The cage will be located on the bayfront at Dock 1, where coastal visitors frequently see the animals sunning themselves on the floating dock.
Jim Rice of Oregon State University, who coordinates the multi-agency Marine Mammal Stranding Network, said removing debris from the animals can be difficult and dangerous.
“Because entangled animals are generally active and defensive, options for removing debris are very limited,” said Rice, who is affiliated with OSU’s Marine Mammal Institute. “Sea lions will not tolerate close approach and unrestrained anesthesia is deemed too dangerous for the animals since a sea lion injected with drugs by a pole or dart would likely flee to the water only to subsequently drown.”

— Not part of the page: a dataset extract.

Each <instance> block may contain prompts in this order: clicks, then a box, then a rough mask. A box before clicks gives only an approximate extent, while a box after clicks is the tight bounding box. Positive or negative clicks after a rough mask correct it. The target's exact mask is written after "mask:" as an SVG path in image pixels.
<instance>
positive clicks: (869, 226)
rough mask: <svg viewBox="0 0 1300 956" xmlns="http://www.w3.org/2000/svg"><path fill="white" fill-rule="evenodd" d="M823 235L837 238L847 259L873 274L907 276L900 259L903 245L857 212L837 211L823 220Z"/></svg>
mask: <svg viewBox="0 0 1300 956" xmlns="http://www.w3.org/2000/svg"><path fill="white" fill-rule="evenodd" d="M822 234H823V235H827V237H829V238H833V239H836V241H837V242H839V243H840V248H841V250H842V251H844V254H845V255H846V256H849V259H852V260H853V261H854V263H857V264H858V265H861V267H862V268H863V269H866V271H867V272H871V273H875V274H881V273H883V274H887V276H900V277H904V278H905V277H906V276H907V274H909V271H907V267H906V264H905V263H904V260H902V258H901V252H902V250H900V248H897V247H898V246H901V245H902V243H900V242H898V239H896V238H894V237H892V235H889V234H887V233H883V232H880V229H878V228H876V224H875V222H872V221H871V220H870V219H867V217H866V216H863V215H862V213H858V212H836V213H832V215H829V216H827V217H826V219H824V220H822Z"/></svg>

However, doing nothing may also doom the animals, Rice pointed out. Steller sea lions on the West Coast are listed as “threatened” under the Endangered Species Act and the waste debris from human activities increasingly is posing a risk to these animals and other marine species.
“When you visit the Newport bayfront, it isn’t unusual to observe California sea lions with various forms of entanglement – especially plastic “packing bands” wrapped tightly around the neck, cutting into the animal’s skin, blubber and muscle,” Rice said. “But despite these animals’ proximity to a public viewing pier, they are not nearly as accessible to would-be rescuers as they may appear.”
Thus Rice and colleagues will use a cage built by Mulder Sheet Metal, Inc., in Newport that was based on designs from the Oregon Department of Fish and Wildlife. The cage is basically a modified floating dock enclosed on four sides by a galvanized steel structure, with sliding doors on two sides. It is designed primarily to serve as an additional “haul out” area for sea lions to use freely, with its doors locked in the open position so animals can comfortably come and go as they choose.
“Once they become comfortable with using the dock, we can close the cage doors when we spot an entangled animal and then address the entanglement,” Rice said.
Entangled sea lions will be anesthetized and then treated by veterinarians. Veterinary medical services will be provided by Steven Brown and Daniel Lewer of Animal Medical Care in Newport, with logistical support from the Oregon Coast Aquarium.
“In our studies in southeast Alaska, we estimated that as many as 60 individuals were visibly entangled at any given time and there were likely many more that were not observed,” Raum-Suryan said. “Most of the entanglements were from thick plastic packing bands used to wrap bait boxes, but fishing line, nets, large rubber bands and other materials can be equally dangerous.
“Thousands of marine animals are estimated to die each year as a result of entanglement, or ingestion of marine debris,” she added. “We’ve had the same issues with animals at Sea Lion Caves and off Cascade Head. I spotted four juvenile Stellers in one day that were entangled.”
Advocates are working with bait manufacturers and others on different, less dangerous wrapping materials. But common sense also can be applied, Raum-Suryan said.
“First, don’t litter,” she pointed out. “And if you find trash on the beach, consider picking it up and discarding it. But it’s also a good idea to cut any banding in half in case it mistakenly gets into the water.”
The entanglement relief project involves several partners, including Animal Medical Care, the Port of Newport, Oregon Marine Mammal Stranding Network, Oregon State University Marine Mammal Institute, Oregon Coast Aquarium, and the Oregon Department of Fish and Wildlife.
Funding was provided by a grant from the Oregon Animal Health Foundation/Oregon Veterinary Medical Association, the Oregon Coast Aquarium, the Marine Mammal Institute, OSU, and NOAA’s John H. Prescott Marine Mammal Rescue Assistance Grant Program, which provides support for the Oregon Marine Mammal Stranding Network through OSU’s Marine Mammal Institute.
The Oregon Marine Mammal Stranding Network is a collaborative volunteer effort to respond to reports of sick or dead marine mammals – including whales, seals and sea lions – and report data about stranding incidents to the National Marine Fisheries Service.